Obesity is a multifactorial chronic disease where the initiated signaling cascades are complex, and other pathways could be involved in the increased arrhythmia risk. Although focusing on the pathological role of how an individual obesity mediator predisposes to arrhythmia is the typical approach, conceptually, the complexity of obesity suggests that the individual and synergistic molecular mechanisms of cytokines/ion channels/cardiomyocytes likely limit a holistic understanding of the functional coupling between obesity and arrhythmias. Although significant advances have been made in prognostic approaches and anti-arrhythmic drugs, significant adjustments of the existing approaches that will lead to deeper mechanistic insights are still clearly needed.
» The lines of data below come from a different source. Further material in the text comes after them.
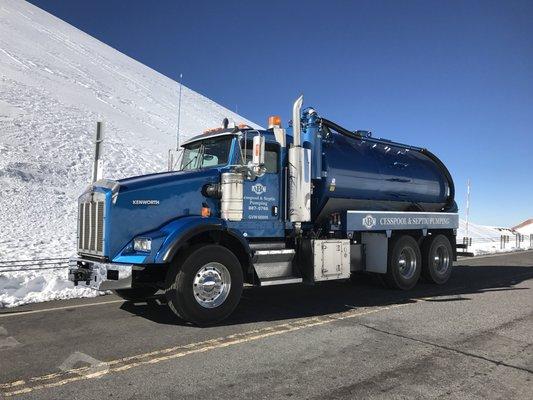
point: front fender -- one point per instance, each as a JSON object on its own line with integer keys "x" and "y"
{"x": 167, "y": 240}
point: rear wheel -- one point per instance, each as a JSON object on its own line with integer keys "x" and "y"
{"x": 135, "y": 294}
{"x": 404, "y": 263}
{"x": 437, "y": 259}
{"x": 207, "y": 286}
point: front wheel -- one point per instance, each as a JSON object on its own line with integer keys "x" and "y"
{"x": 404, "y": 263}
{"x": 207, "y": 286}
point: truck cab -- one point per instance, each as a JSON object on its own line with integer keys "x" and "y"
{"x": 264, "y": 207}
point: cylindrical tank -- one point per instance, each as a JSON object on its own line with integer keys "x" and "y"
{"x": 374, "y": 174}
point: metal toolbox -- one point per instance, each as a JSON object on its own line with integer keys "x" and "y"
{"x": 330, "y": 259}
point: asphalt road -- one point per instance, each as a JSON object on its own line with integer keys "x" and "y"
{"x": 469, "y": 339}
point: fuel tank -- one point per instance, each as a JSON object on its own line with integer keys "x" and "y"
{"x": 363, "y": 173}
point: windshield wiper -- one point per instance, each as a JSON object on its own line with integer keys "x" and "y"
{"x": 190, "y": 161}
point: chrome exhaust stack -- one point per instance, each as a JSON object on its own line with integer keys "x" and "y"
{"x": 299, "y": 172}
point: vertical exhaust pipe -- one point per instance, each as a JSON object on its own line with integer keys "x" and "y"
{"x": 299, "y": 172}
{"x": 296, "y": 121}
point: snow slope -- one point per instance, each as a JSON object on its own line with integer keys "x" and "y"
{"x": 487, "y": 239}
{"x": 55, "y": 83}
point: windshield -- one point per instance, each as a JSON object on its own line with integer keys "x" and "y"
{"x": 206, "y": 153}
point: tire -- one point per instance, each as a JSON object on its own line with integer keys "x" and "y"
{"x": 437, "y": 259}
{"x": 135, "y": 294}
{"x": 404, "y": 263}
{"x": 207, "y": 270}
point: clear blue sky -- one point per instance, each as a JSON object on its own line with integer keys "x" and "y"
{"x": 453, "y": 76}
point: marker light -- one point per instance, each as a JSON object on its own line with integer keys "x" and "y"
{"x": 274, "y": 121}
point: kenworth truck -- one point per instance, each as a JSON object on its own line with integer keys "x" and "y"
{"x": 312, "y": 203}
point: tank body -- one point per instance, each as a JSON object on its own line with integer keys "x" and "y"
{"x": 377, "y": 175}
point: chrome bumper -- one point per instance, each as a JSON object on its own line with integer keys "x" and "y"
{"x": 99, "y": 276}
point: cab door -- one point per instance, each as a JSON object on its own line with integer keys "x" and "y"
{"x": 262, "y": 196}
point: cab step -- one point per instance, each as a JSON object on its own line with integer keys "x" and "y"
{"x": 282, "y": 280}
{"x": 270, "y": 264}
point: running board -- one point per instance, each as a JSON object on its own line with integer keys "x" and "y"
{"x": 284, "y": 280}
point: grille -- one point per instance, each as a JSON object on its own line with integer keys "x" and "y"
{"x": 91, "y": 226}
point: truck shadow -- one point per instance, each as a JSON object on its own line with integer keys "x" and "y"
{"x": 278, "y": 303}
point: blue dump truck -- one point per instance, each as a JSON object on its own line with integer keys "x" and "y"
{"x": 315, "y": 202}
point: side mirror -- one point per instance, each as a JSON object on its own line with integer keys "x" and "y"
{"x": 258, "y": 152}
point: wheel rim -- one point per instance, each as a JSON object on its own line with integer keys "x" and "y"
{"x": 441, "y": 259}
{"x": 407, "y": 263}
{"x": 211, "y": 285}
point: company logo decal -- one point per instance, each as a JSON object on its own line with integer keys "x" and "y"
{"x": 145, "y": 202}
{"x": 369, "y": 222}
{"x": 258, "y": 188}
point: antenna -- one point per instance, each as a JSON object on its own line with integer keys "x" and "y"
{"x": 179, "y": 113}
{"x": 467, "y": 204}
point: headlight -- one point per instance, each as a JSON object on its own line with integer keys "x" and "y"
{"x": 142, "y": 244}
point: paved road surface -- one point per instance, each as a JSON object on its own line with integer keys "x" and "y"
{"x": 472, "y": 339}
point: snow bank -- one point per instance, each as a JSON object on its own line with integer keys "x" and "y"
{"x": 56, "y": 83}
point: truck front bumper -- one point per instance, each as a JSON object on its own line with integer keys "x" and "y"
{"x": 100, "y": 276}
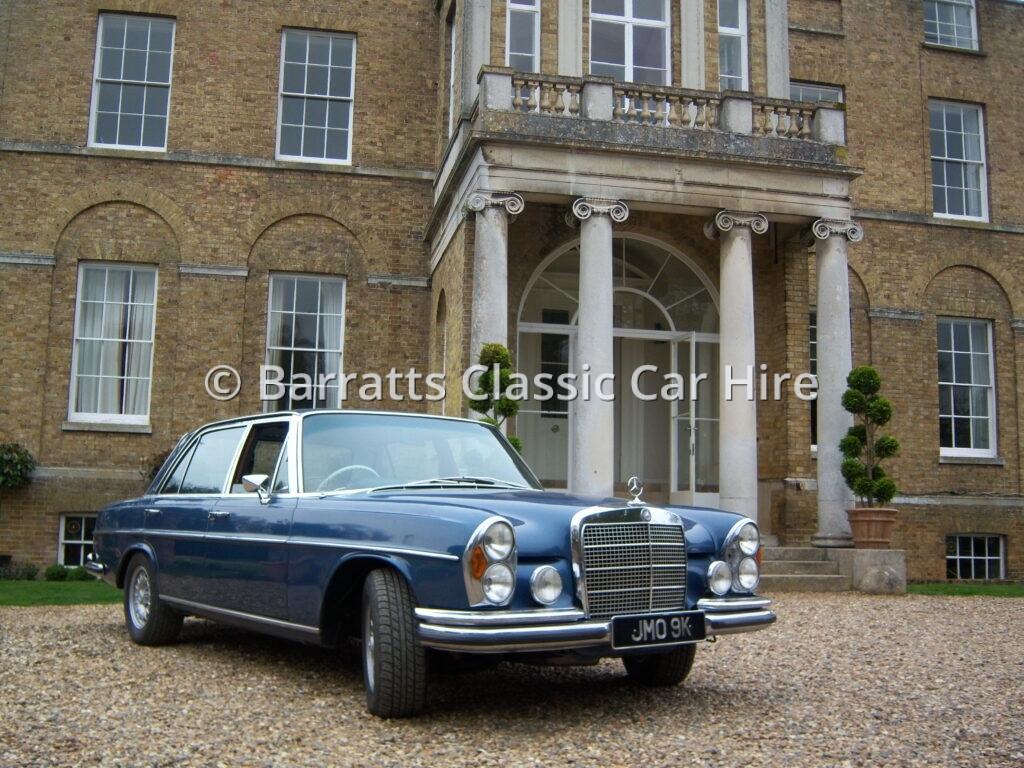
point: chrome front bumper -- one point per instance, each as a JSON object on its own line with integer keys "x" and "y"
{"x": 499, "y": 632}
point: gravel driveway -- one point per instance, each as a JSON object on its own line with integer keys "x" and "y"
{"x": 841, "y": 680}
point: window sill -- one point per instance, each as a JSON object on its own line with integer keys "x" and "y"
{"x": 90, "y": 426}
{"x": 978, "y": 461}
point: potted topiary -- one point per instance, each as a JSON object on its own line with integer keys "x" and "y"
{"x": 863, "y": 449}
{"x": 493, "y": 401}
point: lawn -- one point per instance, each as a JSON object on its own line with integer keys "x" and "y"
{"x": 967, "y": 589}
{"x": 57, "y": 593}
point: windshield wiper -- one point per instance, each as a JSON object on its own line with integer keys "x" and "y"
{"x": 453, "y": 481}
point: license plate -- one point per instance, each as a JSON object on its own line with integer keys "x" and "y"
{"x": 662, "y": 629}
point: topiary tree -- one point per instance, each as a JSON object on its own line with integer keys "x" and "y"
{"x": 15, "y": 466}
{"x": 863, "y": 449}
{"x": 495, "y": 410}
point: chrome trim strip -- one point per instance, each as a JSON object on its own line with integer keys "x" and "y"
{"x": 727, "y": 604}
{"x": 334, "y": 544}
{"x": 498, "y": 639}
{"x": 496, "y": 617}
{"x": 730, "y": 624}
{"x": 204, "y": 608}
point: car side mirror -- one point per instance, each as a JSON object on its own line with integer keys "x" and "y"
{"x": 258, "y": 484}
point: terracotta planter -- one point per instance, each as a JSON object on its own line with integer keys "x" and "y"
{"x": 871, "y": 526}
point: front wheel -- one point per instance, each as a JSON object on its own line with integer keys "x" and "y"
{"x": 394, "y": 664}
{"x": 150, "y": 622}
{"x": 657, "y": 670}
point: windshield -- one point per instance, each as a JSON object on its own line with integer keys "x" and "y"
{"x": 345, "y": 451}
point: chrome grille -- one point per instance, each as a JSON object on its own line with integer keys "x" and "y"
{"x": 633, "y": 567}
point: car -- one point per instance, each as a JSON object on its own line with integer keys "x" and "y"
{"x": 426, "y": 540}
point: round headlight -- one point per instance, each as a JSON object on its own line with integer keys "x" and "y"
{"x": 498, "y": 583}
{"x": 719, "y": 578}
{"x": 546, "y": 585}
{"x": 749, "y": 539}
{"x": 748, "y": 573}
{"x": 498, "y": 541}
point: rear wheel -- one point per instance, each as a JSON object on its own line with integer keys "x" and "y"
{"x": 394, "y": 664}
{"x": 662, "y": 669}
{"x": 150, "y": 622}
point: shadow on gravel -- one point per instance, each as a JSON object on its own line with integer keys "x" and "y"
{"x": 512, "y": 692}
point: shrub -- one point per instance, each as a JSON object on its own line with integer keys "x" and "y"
{"x": 862, "y": 448}
{"x": 15, "y": 465}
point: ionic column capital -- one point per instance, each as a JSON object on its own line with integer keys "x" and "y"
{"x": 584, "y": 208}
{"x": 824, "y": 228}
{"x": 481, "y": 199}
{"x": 726, "y": 220}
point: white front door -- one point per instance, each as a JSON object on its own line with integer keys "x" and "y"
{"x": 694, "y": 433}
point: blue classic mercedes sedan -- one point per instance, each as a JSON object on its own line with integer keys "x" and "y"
{"x": 425, "y": 540}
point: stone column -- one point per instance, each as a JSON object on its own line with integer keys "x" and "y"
{"x": 593, "y": 455}
{"x": 491, "y": 267}
{"x": 737, "y": 463}
{"x": 835, "y": 361}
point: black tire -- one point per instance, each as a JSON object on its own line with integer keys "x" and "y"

Despite these complexities, an important goal is to continue to make novel discoveries in established preclinical models that will help to translate our work into preclinical trials with large animals; human tissue/myocyte models; and ultimately, humans. Without such information, the promise of a novel class of anti-IL-6 therapies for the treatment of human ventricular arrhythmia will likely remain unfulfilled.